APOCALYPSE – 2011 – The Looming Prospect of a Stock
Billions of dollars in tax payers money has been given away on a platter to the ever greedy banks as part of the stimulus package. President Obama's magic did work for a while and the green shoots did arise much to the relief of many economic analysts. however the old issues still remain alive. The U.S. data on Jobless claims is still not what the president would like to see. amid loud protests, the CEOs of these banks are taking home hundreds of millions of dollars as bonuses. The retail credit growth is still sluggish and new home construction is a far cry from the heady days of 2007.
These were the same banks that were beaten black and blue in the stock market crash that ensued the sub prime crisis in October 2008. These banks have now fortified their capital reserves solely on the blood supplied from the U.S. Federal Reserves. President Obama has announced that it is pay back time for the banks but it remains to be seen how much the banks would be willing to give back.
The fiscal package and stimulus package did create an illusion of renewed consumer spending. The U.S. Federal Reserves poured in hundreds of billions of dollars to revive the economy. as a result it plunged the great nation into debt that is now close to 13 trillion Dollars. The government mimicked the effect of consumer spending for a while but it can not go on for ever.
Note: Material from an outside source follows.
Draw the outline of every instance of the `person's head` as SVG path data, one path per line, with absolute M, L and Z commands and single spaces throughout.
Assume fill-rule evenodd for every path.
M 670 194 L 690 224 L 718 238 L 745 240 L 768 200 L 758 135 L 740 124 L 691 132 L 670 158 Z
Soon inflationary pressures would build up on the economy and the Federal Reserves chairman would have no other way but to raise the interest rates.
Banks have many skeletons on their cupboard. they have not disclosed the number of homes that are ripe for foreclosure. A rise in interest rates would increase the mortgage rates and would deal a death blow to the new home sales. it is a rough estimate from analysts that seven million homes would go into foreclosure in the year 2011. this time, the U.S.Federal Reserves would not be able to bail the banks out of the horrible mess.
The U.S. economy would slip into a double dip depression that would be as painful as the great depression of the thirties. The poor results of the corporate giants would begin to show up in the last quarter of this year.. Oil prices and the interest rates that would soon be on an upward spiral would trigger the worst stock market crash. The crash would have far reaching effects and would not be a short-lived phenomenon. Some pundits have predicted a level of 400 for the S&P 500 index by the year 2014.